HomeWorldBrussels publishes moderate growth projections due to geopolitical uncertainty

Brussels publishes moderate growth projections due to geopolitical uncertainty

The European Commission publishes its economic forecasts for the next quarter this Wednesday. Given the instability caused by two wars, Brussels estimates that growth should be moderate.

The European Commission publishes this Wednesday its spring economic forecasts, which are expected to be of “very moderate growth” due to geopolitical uncertainties related to two wars close to the European Union (EU), after a first quarter slightly above The expectations.

At 11:00 a.m. (local time, minus one in Lisbon), the community executive will make public its latest macroeconomic projections on the Gross Domestic Product (GDP) of the euro zone and the EU, also advancing the estimates relating to the deficit, inflation and unemployment. .

The new data comes at a time when Ukraine continues to face a war due to the Russian invasion and when the Middle East is witnessing instability caused by the conflict between Israel and the Islamist group Hamas in the Gaza Strip, geopolitical tensions that affect the European economic performance. and that can put pressure on prices (of raw materials or energy) and markets (financial and commercial).

Precisely due to these geopolitical uncertainties related to “two wars”, the European Commissioner for the Economy, Paolo Gentiloni, highlighted on Monday that the recent preliminary estimates on GDP in euros in the first quarter “were slightly above expectations”, but even so in a context of “very moderate growth.”

Highlighting the “context in which inflation is falling”, Paolo Gentiloni expressed confidence in a “possible increase in private consumption” and a “strong labor market situation.”

However, “it is clear that, whenever we talk about economic prospects, we must always remember the uncertainty and risk represented by the geopolitical situation (…) and the fact that we have two wars close to our borders naturally has a negative effect ”. an influence,” he added.

This restrained optimism should be expressed in this Wednesday’s economic forecasts.

Also in statements made this Monday, the president of the Eurogroup, Paschal Donohoe, spoke of an “economy that remains stable” and “growth [do PIB] “That prevented a recession.” “This is positive in the context of the rampant inflation we have endured and the proximity of war. [da Ucrânia]but I also know that everyone’s goal, at this moment, is to continue lowering inflation and start a debate on how to increase growth,” highlighted Paschal Donohoe.

According to data from the community statistics office, Eurostat, the GDP of the euro zone increased by 0.4% and that of the European Union grew by 0.5% in the first quarter of 2024, compared to the same quarter of the previous year.
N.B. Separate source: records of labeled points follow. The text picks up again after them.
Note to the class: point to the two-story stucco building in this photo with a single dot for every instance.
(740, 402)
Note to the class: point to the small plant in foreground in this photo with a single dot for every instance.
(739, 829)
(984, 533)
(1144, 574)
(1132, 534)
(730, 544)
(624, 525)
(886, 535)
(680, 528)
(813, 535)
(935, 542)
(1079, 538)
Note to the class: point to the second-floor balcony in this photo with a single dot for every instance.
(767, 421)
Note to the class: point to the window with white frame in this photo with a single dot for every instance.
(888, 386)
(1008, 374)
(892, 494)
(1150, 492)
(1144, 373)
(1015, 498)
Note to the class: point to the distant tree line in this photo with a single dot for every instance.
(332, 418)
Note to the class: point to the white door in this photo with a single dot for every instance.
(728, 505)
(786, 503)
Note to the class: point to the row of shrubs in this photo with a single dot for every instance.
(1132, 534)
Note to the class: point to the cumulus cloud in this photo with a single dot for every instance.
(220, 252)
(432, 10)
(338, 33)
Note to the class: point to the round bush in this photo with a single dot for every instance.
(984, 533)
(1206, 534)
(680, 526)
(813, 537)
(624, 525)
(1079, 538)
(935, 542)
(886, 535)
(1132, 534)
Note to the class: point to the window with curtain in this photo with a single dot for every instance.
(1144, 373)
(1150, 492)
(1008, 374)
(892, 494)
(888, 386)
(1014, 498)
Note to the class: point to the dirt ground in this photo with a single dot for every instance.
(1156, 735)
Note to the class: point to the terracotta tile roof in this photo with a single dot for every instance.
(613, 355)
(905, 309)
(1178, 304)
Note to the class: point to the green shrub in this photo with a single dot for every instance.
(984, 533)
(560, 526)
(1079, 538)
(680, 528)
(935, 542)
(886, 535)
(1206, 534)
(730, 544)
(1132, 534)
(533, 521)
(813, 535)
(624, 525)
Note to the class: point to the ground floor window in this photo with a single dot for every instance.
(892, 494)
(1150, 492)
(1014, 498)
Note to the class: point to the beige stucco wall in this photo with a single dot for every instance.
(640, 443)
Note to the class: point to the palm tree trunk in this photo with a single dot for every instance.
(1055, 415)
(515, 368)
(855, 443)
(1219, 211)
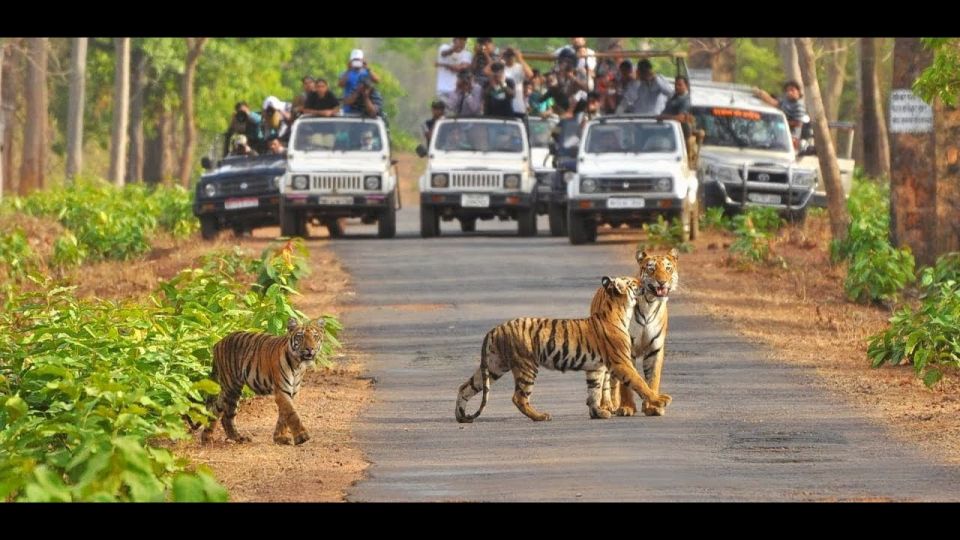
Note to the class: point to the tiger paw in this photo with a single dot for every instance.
(301, 438)
(650, 410)
(601, 414)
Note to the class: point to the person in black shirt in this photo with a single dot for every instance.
(499, 93)
(321, 102)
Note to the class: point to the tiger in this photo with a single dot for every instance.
(659, 276)
(597, 344)
(268, 365)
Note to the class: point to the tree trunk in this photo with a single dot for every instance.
(121, 111)
(78, 77)
(31, 171)
(876, 142)
(829, 170)
(8, 97)
(194, 48)
(139, 84)
(913, 185)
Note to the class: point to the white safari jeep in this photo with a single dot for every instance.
(630, 169)
(479, 168)
(748, 158)
(338, 167)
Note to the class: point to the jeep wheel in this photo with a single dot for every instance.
(527, 221)
(209, 227)
(387, 224)
(579, 230)
(558, 219)
(429, 221)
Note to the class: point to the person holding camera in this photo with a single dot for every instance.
(366, 100)
(499, 93)
(244, 122)
(350, 79)
(467, 99)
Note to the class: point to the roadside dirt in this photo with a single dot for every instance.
(802, 314)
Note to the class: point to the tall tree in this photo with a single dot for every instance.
(121, 111)
(137, 95)
(876, 142)
(194, 48)
(78, 78)
(829, 170)
(35, 124)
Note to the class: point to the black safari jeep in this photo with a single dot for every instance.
(241, 193)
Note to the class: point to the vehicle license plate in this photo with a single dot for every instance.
(236, 204)
(766, 198)
(474, 200)
(625, 203)
(336, 200)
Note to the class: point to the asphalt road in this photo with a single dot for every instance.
(741, 427)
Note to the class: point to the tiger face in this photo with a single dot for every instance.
(305, 340)
(658, 273)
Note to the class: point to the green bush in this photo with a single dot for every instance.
(877, 271)
(89, 388)
(929, 336)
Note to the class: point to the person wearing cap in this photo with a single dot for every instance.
(515, 68)
(499, 94)
(321, 102)
(437, 108)
(357, 71)
(467, 99)
(451, 59)
(791, 104)
(647, 94)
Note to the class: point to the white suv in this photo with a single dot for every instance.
(338, 167)
(630, 169)
(479, 168)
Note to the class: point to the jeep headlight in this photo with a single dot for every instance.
(371, 182)
(439, 180)
(804, 178)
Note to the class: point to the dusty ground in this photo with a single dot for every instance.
(330, 399)
(802, 314)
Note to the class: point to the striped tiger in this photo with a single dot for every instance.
(268, 365)
(658, 276)
(598, 344)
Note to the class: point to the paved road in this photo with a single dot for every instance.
(741, 427)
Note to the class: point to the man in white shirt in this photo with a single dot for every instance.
(451, 59)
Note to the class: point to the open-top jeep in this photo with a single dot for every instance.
(479, 168)
(241, 193)
(631, 169)
(339, 167)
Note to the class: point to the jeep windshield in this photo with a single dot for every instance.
(631, 138)
(743, 128)
(337, 136)
(466, 136)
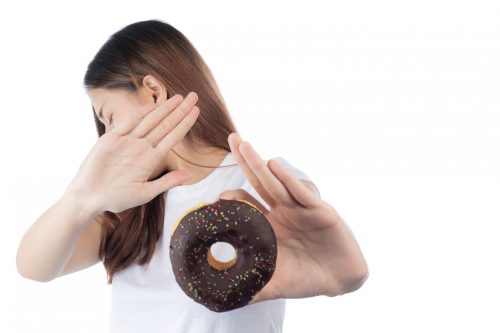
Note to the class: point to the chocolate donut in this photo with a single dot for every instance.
(223, 286)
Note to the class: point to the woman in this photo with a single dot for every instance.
(167, 142)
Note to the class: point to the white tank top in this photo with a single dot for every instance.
(149, 300)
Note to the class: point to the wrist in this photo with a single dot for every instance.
(83, 207)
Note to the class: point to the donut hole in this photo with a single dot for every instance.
(221, 255)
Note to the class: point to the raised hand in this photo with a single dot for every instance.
(114, 175)
(317, 254)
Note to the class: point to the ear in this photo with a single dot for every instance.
(154, 88)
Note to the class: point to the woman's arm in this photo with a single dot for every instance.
(47, 249)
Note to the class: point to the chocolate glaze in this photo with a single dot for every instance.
(244, 227)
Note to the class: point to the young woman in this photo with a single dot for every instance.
(167, 142)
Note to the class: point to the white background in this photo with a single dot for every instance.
(391, 107)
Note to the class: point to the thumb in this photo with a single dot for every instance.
(167, 181)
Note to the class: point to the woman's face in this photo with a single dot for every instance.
(115, 105)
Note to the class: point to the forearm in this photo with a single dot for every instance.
(48, 244)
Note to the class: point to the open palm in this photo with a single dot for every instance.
(317, 253)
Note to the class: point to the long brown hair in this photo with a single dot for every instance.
(153, 47)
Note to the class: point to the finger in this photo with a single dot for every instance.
(295, 187)
(242, 195)
(154, 118)
(134, 118)
(170, 179)
(176, 135)
(234, 142)
(265, 178)
(169, 122)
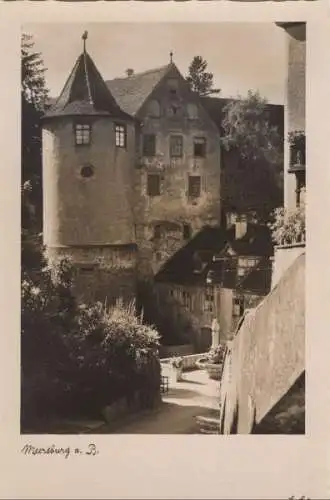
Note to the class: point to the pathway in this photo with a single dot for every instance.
(194, 396)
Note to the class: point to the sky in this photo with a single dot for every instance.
(241, 56)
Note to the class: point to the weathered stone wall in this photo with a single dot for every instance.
(295, 106)
(284, 256)
(188, 307)
(267, 355)
(101, 273)
(84, 211)
(172, 205)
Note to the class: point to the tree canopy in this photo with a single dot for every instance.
(247, 128)
(200, 80)
(34, 94)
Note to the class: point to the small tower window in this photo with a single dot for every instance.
(82, 134)
(157, 232)
(87, 171)
(199, 147)
(238, 309)
(192, 111)
(176, 146)
(194, 187)
(120, 131)
(153, 109)
(153, 185)
(186, 231)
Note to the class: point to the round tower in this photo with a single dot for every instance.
(88, 165)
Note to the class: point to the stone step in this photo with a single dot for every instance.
(208, 425)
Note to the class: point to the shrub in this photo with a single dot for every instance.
(116, 355)
(288, 226)
(217, 354)
(77, 359)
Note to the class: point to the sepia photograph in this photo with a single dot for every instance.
(163, 184)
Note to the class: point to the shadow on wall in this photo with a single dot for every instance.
(263, 384)
(288, 415)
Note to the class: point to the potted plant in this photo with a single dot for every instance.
(177, 366)
(288, 227)
(213, 362)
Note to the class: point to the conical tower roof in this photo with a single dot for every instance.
(86, 93)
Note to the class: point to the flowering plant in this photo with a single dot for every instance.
(217, 354)
(288, 226)
(177, 362)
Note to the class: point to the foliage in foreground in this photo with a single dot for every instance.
(77, 359)
(289, 226)
(247, 128)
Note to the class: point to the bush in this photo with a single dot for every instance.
(116, 355)
(217, 354)
(288, 226)
(77, 359)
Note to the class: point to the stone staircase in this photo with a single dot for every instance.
(208, 425)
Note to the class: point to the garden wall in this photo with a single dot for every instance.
(267, 354)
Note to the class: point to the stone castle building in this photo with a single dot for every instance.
(132, 171)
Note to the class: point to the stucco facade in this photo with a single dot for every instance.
(295, 101)
(173, 213)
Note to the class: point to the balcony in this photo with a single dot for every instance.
(297, 141)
In terms of chain change, GDP increased by 0.3% in both the euro area and the EU.

Regarding inflation, Eurostat’s advance estimate indicates that annual inflation in the euro zone stood at 2.4% in April, stable compared to the previous month.

In the previous economic forecasts of the European Commission, the intermediate winter forecasts published last February, the institution revised downwards, for the third time in a row, the growth prospects of the euro zone economy, to 0. 8% this year in the euro zone and 0.9% this year. in the EU, speaking of “modest growth” that will recover in 2025.

At the time, the community executive said that he expected Portuguese GDP to grow by 1.2% in 2024 and 1.8% in 2025, a downward revision of one tenth for this year, but above the average for the euro zone and the EU.

Regarding inflation, at the time, the European Commission anticipated a slowdown in the rate of 2.7% in the euro zone, faster than expected for this year due to the sharp fall in energy prices and moderate pressures, and maintained its estimate of 2.2% in 2025.